6. "Bull markets don't arise out of thin air. The winners in each bull market are winners for the simple reason that a grain of truth underlies their gains. However, the bullishness tends to exaggerate the merits, and pushes security prices to levels that are excessive and thus vulnerable. And the upward swing doesn't last forever."
7. "It's essential to bear in mind that it's risk aversion and the fear of loss that keep markets safe and sane. Rising asset prices, greed, the fear of missing out, and a lack of caution typically combine to lift markets, drive out cautious investigation and deliberation, and make the markets a dangerous place."
8. "People who buy in stage one of a bull market have the potential to earn high prospective returns with little risk: the main prerequisites are money to spend and the nerve to spend it. But when bull markets heat up and good returns encourage investors' optimism, the traits that are rewarded are eagerness, credulousness, and risk-taking. In stage three of a bull market, new entrants buy aggressively, keeping it aloft for a while. Caution, selectivity, and discipline go out the window just when they're needed most."
9. "People who haven't spent much time watching markets may believe that asset prices are all about fundamentals, but that's certainly not so. The price of an asset is based on fundamentals and how people view those fundamentals."

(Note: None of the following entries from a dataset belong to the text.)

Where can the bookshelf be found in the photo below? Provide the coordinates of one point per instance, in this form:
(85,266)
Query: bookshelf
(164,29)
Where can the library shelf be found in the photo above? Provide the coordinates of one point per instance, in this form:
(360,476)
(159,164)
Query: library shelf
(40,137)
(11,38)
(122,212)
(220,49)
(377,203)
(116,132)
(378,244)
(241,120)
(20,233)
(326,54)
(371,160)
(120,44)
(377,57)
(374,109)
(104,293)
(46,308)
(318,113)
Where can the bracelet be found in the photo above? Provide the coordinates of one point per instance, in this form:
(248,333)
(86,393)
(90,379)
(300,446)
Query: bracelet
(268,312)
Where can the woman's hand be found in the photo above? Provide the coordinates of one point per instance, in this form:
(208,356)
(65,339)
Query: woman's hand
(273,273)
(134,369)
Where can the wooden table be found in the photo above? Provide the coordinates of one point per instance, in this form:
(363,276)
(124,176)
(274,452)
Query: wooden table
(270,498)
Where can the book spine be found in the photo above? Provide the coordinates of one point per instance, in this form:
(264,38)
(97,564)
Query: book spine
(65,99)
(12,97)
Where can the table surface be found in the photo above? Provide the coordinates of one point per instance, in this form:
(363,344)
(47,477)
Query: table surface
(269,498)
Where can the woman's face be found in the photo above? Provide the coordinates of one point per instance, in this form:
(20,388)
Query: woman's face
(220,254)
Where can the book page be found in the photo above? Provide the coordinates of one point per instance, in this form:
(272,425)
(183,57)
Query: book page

10. "I don't think investors are actually forgetful. Rather, knowledge of history and the appropriateness of prudence sit on one side of the balance, and the dream of getting rich sits on the other. The latter always wins. Memory, prudence, realism, and risk aversion would only get in the way of that dream."
11. "SPACs are a good example of a new thing that turned out to be less dependable than investors – who fell once again for a can't-lose silver bullet – had thought." (Marks noted the average SPAC that has completed an acquisition since 2020 is trading at $5.25 a share, or nearly half its issue price of $10.)